Edmundo Paz Soldán
Hace algunos meses, la revista norteamericana Foreign Policy y la inglesa The Prospect publicaron una lista de los cien intelectuales más influyentes en el mundo. Los responsables de la lista definían al intelectual de manera amplia, como "alguien que se ha distinguido en su campo y que a la vez se ha demostrado capaz de comunicar sus ideas e influir en el debate más allá de su campo". Ante la triste sorpresa de que en esa lista sólo se encontraban cuatro latinoamericanos–Mario Vargas Llosa, Fernando Henrique Cardozo, Hernando de Soto y Enrique Krauze–, se inició un debate acerca de la relevancia de los intelectuales en España y América Latina. Ahora, la edición española de Foreign Policy ofrece una lista de "los cincuenta intelectuales más influyentes en Iberoamérica", dominada por escritores: hay alrededor de veinte, entre los que se encuentran Jorge Edwards, Nelida Piñón, José Saramago y Jorge Volpi).
Más allá del hecho de que siempre sorprende encontrarse en una de estas listas, hay que verlas como lo que son: caprichosas, arbitrarias, más un punto de partida para la discusión que uno de llegada. Así, me interesa destacar un par de cosas. ¿Es posible reconciliar la lista de Foreign Policy con las versiones del intelectual/escritor que nos han dejado algunas de las más grandes novelas latinoamericanas recientes? El fin del siglo veinte produjo novelas con intelectuales y/o escritores marginales, que habían perdido su lugar central en el debate público o que lo cuestionaban profundamente. Tres novelas relevantes tienen que ver con ese tema: en Respiración artificial, Ricardo Piglia imagina al intelectual como un exiliado en su propio país, tratando desesperadamente de encontrar el sentido extraviado de la historia argentina; en La virgen de los sicarios, Fernando Vallejo crea un intelectual desarraigado, un gramático al que no le queda más que un discurso apocalíptico ante la constatación del fracaso del proyecto decimonónico de nación; en Los detectives salvajes, Roberto Bolaño crea a unos poetas vitalistas que cuestionan la misma idea de la obra –pues ésta no es más que un paso hacia la institucionalización de la literatura que tanto detestan–, y que se consideran enemigos de esos grandes del establishment literario: Paz, Neruda.
Según Nicola Miller en su indispensable In the Shadow of the State, en América Latina el concepto de "intelectual" se usaba hasta mediados del siglo XX prácticamente como un sinónimo de "escritor": el intelectual era el escritor que intervenía en la esfera pública y que tenía algún tipo de relación con el poder.
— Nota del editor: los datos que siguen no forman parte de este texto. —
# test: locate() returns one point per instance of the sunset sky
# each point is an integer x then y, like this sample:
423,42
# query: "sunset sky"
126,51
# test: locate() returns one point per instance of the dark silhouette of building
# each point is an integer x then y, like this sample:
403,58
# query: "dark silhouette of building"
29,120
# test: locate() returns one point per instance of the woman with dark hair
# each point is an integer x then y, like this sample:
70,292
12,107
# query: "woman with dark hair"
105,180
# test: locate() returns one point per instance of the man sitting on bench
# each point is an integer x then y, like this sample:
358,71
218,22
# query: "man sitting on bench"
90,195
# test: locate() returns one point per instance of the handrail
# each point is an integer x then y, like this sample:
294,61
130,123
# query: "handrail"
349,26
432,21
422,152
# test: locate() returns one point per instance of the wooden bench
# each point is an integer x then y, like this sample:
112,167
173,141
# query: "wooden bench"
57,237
Luego, la expresión comenzó a extenderse a los cientistas sociales. En su libro, Miller también sugiere que no se puede operar sobre la base de una definición fija del concepto de "intelectual"; lo que vale la pena analizar son "los cambios de criterio" para la definición, reveladores "de la relación entre poder y conocimiento en una sociedad". Así, si bien la lista de Foreign Policy está llena de escritores, políticos y cientistas sociales, llama la atención la presencia de Almodóvar, Jaime Bayly y Yoani. Almodóvar es el único cineasta de la lista; en la tan mentada era de la imagen, ¿no debería haber más? Bayly es escritor, pero también un exitoso conductor de programas televisivos. De nuevo: el mundo de la televisión tendría que estar más representado. En cuanto a Yoani, ella es la única que ha ingresado a la lista por su trabajo exclusivo como blogger.
Foreign Policy muestra tímidos cambios de criterio en la definición del intelectual. Algunas novelas latinoamericanas del fin de siglo, y la inclusión de Almodóvar, Bayly y Yoani en la lista, señalan el camino a seguir para los próximos años: habrá menos escritores, habrá más gente del mundo del cine y la televisión, habrá más bloggers.